Tetapi informasi ini tidak disebarluaskan secara luas dan siapa yang menetapkan putaran tercepat diperdebatkan di beberapa tempat hingga hari ini – yang memberi Hasemi tempat khusus dalam sejarah pembalap F1 Jepang.
9. Kajuki Nakajima (2007-2009)
Anak didik Toyota melakukan debutnya untuk tim pelanggan Williams di Grand Prix Brasil 2007 sebagai pengantar untuk musim penuh di tahun berikutnya.
Ini terjadi pada saat Williams sedang berjuang secara finansial dan memiliki pilihan untuk membayar mesinnya, atau menjalankan Nakajima.
Musim penuh pertamanya menjanjikan, dengan finis empat poin di paruh pertama tahun ini, tetapi performanya segera menurun.
Tren itu berlanjut pada 2009 saat ia gagal mencetak satu poin pun meski sedikit lebih dekat dengan rekan setimnya Nico Rosberg di babak kualifikasi.
Nakajima adalah kunci dari program mobil sport Toyota di tahun 2020-an, memenangkan Le Mans tiga kali, Kejuaraan Ketahanan Dunia pada 2018/19 dan bahkan mengantongi beberapa gelar Formula Super untuk mempertahankan kursi tunggalnya. Dia sekarang menjadi bagian dari WEC Toyota manajemen tim.
8. Ukyo Katayama (1992-1997)
Katayama tidak membuat banyak kesan selama dua musim pertamanya di F1 bersama Venturi Larrousse dan Tyrrell ketika dia melangkah setelah memenangkan mahkota F3000 Jepang 1991, tetapi menunjukkan kecepatan yang tulus di Tyrrell 1994 yang gesit.
Ada tiga poin yang diselesaikan musim itu karena dia unggul atas rekan setimnya Mark Blundell dalam kecepatan kualifikasi.
Dia tidak pernah finis lebih tinggi dari kelima, tetapi mungkin bisa naik podium Hockenheim pada tahun 1994, setelah berlari ketiga di lap awal sebelum masalah throttle memaksanya keluar.
Bintang Katayama memudar dalam dua musim lagi di Tyrrell sebelum gagal dengan Minardi pada tahun 1997.
Tapi dia memiliki momen-momennya selama karir F1 dan mencatat start lebih banyak - 94 - daripada pembalap Jepang lainnya.

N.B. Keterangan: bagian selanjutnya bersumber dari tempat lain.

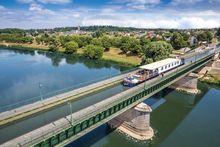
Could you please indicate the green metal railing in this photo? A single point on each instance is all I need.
(125, 103)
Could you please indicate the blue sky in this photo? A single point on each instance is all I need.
(128, 13)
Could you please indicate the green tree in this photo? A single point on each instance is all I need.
(218, 32)
(205, 36)
(130, 44)
(106, 44)
(177, 41)
(157, 50)
(53, 48)
(71, 47)
(144, 41)
(98, 33)
(115, 41)
(96, 41)
(93, 52)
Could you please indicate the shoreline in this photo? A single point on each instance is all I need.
(106, 58)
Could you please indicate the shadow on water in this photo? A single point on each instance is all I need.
(91, 137)
(166, 118)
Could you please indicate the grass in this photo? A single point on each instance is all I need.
(211, 79)
(116, 55)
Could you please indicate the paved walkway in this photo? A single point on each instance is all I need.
(30, 109)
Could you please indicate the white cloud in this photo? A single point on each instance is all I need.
(39, 17)
(187, 2)
(54, 1)
(25, 1)
(137, 4)
(2, 7)
(35, 7)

Dia kemudian nyaris memenangkan Le Mans bersama Toyota pada tahun 1999, tetapi juga terkenal karena prestasinya mendaki gunung dan sebagai pemilik tim.
7. Tora Takagi (1998-1999)
Takagi disebut-sebut sebagai bintang F1 pertama Jepang yang potensial ketika ia datang ke F1 setelah tiga musim memenangkan balapan di Formula Nippon.

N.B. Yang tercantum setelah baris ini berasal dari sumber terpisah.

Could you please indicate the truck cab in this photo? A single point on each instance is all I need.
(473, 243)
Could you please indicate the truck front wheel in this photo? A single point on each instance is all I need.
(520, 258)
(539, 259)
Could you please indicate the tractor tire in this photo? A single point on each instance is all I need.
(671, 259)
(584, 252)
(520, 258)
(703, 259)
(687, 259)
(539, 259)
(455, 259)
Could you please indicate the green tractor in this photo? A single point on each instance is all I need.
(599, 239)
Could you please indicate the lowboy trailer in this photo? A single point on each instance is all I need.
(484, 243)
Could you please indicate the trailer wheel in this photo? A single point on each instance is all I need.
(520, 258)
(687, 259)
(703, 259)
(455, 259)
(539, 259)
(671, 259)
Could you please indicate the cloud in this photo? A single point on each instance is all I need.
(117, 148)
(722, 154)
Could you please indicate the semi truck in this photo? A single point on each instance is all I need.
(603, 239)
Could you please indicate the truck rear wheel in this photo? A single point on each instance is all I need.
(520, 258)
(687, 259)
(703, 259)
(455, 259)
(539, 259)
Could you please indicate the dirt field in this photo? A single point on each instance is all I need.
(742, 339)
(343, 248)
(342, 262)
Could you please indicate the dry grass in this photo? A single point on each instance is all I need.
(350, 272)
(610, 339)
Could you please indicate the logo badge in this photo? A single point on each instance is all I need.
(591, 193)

Sayangnya, dia dibebani dengan mesin Tyrrell yang tidak kompetitif pada tahun 1998 sebelum pindah ke Arrows yang sedang berjuang pada tahun 1999.

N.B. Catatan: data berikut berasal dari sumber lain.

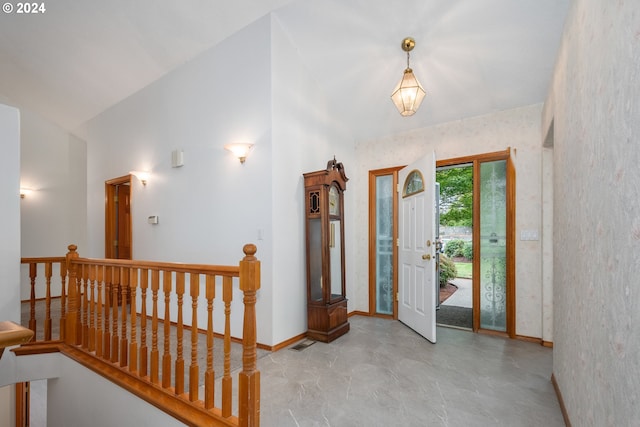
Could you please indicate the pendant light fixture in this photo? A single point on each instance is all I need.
(408, 94)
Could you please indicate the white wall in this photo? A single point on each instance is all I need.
(210, 207)
(305, 137)
(594, 104)
(519, 129)
(10, 248)
(10, 214)
(104, 404)
(53, 164)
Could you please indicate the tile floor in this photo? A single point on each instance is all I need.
(383, 374)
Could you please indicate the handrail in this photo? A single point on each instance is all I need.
(106, 317)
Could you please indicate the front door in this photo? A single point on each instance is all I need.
(416, 256)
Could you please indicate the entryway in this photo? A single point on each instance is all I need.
(493, 247)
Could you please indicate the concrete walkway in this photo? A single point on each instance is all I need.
(463, 297)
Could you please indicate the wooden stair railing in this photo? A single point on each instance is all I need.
(105, 322)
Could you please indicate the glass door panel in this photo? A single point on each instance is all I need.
(493, 247)
(384, 244)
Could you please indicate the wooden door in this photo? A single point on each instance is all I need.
(416, 257)
(118, 233)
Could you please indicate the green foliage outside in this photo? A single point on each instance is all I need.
(459, 248)
(456, 196)
(454, 248)
(464, 269)
(447, 270)
(467, 250)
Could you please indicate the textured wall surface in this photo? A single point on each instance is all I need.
(595, 105)
(517, 128)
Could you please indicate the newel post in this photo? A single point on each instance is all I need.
(249, 378)
(72, 333)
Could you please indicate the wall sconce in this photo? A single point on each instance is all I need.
(143, 176)
(240, 150)
(408, 94)
(24, 192)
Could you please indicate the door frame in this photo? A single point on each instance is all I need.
(475, 160)
(110, 215)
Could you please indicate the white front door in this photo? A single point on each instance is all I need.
(416, 257)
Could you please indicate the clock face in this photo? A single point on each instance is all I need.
(334, 201)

Dia gagal mencetak poin apa pun dalam 32 pertandingannya, tetapi mendapatkan reputasi sebagai pembalap yang sangat cepat dalam satu putaran kualifikasi dengan melenyapkan Riccardo Rosset di tahun '98 kemudian menaungi Pedro de la Rosa musim berikutnya di Arrows.
Tapi kecepatan balapannya mungkin kurang konsisten karena berjuang untuk beradaptasi dengan pergeseran keseimbangan dan dia kehabisan opsi F1 untuk tahun 2000 – yang berarti dia kembali ke Jepang dan mendominasi kejuaraan Formula Nippon sebelum menuju ke Amerika untuk balapan yang cukup mengecewakan di Champ Car/ IndyCar.
Seandainya dia bertahan di F1, dia memiliki kecepatan yang mendasari untuk mendaki peringkat ini.
6. Yuki Tsunoda (2021-
Karier F1 Tsunoda hingga saat ini seperti rollercoaster, tetapi ketika semuanya berjalan dengan baik, dia terkesan.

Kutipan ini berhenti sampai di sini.